At the core of Kubernetes is the Pod. Pods represent a logical application and hold a collection of one or more containers and volumes. In this lab you will learn how to:

  • Write a Pod configuration file
  • Create and inspect Pods
  • Interact with Pods remotely using kubectl

In this lab you will create a Pod named monolith and interact with it using the kubectl command line tool.

Tutorial: Creating Pods

Explore the monolith pod configuration file:

cat pods/monolith.yaml

Create the monolith pod using kubectl:

kubectl create -f pods/monolith.yaml

Exercise: View Pod details

Use the kubectl get and kubect describe commands to view details for the monolith Pod:

Hints

kubectl get pods
kubectl describe pods <pod-name>

Quiz

  • What is the IP address of the monolith Pod?
  • What node is the monolith Pod running on?
  • What containers are running in the monolith Pod?
  • What are the labels attached to the monolith Pod?
  • What arguments are set on the monolith container?

Exercise: Interact with a Pod remotely

Pods are allocated a private IP address by default and cannot be reached outside of the cluster. Use the kubectl port-forward command to map a local port to a port inside the monolith pod.

Hints

Use two terminals.
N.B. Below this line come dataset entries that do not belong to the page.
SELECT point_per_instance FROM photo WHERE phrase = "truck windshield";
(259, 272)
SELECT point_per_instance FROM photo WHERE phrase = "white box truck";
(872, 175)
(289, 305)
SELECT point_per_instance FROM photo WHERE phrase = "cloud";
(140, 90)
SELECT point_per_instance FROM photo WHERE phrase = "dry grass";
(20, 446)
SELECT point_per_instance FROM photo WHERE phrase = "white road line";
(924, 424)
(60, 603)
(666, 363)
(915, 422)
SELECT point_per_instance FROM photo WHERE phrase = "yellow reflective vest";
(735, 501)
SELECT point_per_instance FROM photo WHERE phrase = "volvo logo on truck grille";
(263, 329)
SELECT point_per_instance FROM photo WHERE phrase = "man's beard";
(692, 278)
One to run the kubectl port-forward command, and the other to issue curl commands.

kubectl port-forward monolith 10080:80
curl http://127.0.0.1:10080
curl http://127.0.0.1:10080/secure
curl -u user http://127.0.0.1:10080/login

Type "password" at the prompt.

curl -H "Authorization: Bearer <token>" http://127.0.0.1:10080/secure

Use the JWT token from the previous login.

Exercise: View the logs of a Pod

Use the kubectl logs command to view the logs for the monolith Pod:

kubectl logs monolith

Use the -f flag and observe what happens.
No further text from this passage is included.